All of us are guilty at some point in time or the other, of embellishing some attribute about something we talk about. We like our choice to be the “winner”, whatever that means. This “crime” takes many forms.
What we see quite often is omission, either purposeful or inadvertant which paints a different picture than “reality” would indicate. We also see specious comparisons, and poor analytics to back up the conclusions. Bad measurement tools are also common. As are a complete lack of understanding of error and error analysis.
How many benchmarketers have measured the run times of their codes more than once? How many have formed an average, computed a standard deviation (this assumes a Gaussian distribution of timing results around the average, which may not be a bad first order guess), and thus computed a real measurement error? And how many of these results which are happily reported as being significant are actually noise, or worse, how many of these data point differences are actually a case of points with overlapping error bars?
The art of benchmarketing is in part to prevent the scientific benchmarking of a system or code from being presented without the appropriate spin. Real measurement is a science, and it requires rigorous tools and analytics to be meaningful as a measurement. In order to measure, you have to have a measuring stick, your benchmark code, and something to measure. If you really want to see if your machine is fast, you check it against the other top of the line machines.
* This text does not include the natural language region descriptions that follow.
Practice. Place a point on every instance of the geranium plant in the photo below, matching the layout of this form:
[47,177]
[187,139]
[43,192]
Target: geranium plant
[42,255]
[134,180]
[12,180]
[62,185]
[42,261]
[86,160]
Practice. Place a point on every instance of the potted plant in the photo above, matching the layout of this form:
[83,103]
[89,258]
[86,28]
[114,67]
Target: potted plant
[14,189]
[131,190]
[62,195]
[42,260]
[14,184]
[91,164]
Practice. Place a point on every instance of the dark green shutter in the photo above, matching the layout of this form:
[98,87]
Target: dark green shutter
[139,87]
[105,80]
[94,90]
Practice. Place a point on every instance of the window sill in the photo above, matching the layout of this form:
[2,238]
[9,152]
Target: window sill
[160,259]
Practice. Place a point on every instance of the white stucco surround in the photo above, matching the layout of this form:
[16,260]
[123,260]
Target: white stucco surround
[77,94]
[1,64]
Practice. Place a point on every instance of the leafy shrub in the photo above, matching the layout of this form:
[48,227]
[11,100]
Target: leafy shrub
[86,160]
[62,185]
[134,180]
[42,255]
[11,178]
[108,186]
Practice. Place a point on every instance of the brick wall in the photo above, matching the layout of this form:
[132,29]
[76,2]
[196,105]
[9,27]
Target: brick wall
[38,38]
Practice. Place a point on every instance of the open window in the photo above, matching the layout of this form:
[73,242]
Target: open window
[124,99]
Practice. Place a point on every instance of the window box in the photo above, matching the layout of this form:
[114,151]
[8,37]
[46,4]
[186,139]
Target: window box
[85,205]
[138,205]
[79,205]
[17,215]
If you want to paint a lobsided comparison, in order to bolster a weak argument, you select your fastest machine, and competitive machines from a generation or two back.
Funny thing about those lobsided comparisons … benchmarketeers can go to town with them. Doesn’t make them meaningful or useful.
Remember that if you see comparisons between the latest and greatest from company X, and something 2 or more generations back from company Y. If you get someone telling you that their (company X’s product) is much faster based upon something like the above, then someone is trying to blow air up your skirt, pants, or other layers of clothing.
This happened to us this past week. Looking over the results of some (barely meaningful) benchmarks in trade rags for some company’s new product, they were comparing to another competitors product from 2 generations ago.
Uh…. sure. Being 20% faster than a product from company Y which is 30% slower than the current generation of company Y’s product is nothing to be proud of. More like ashamed of.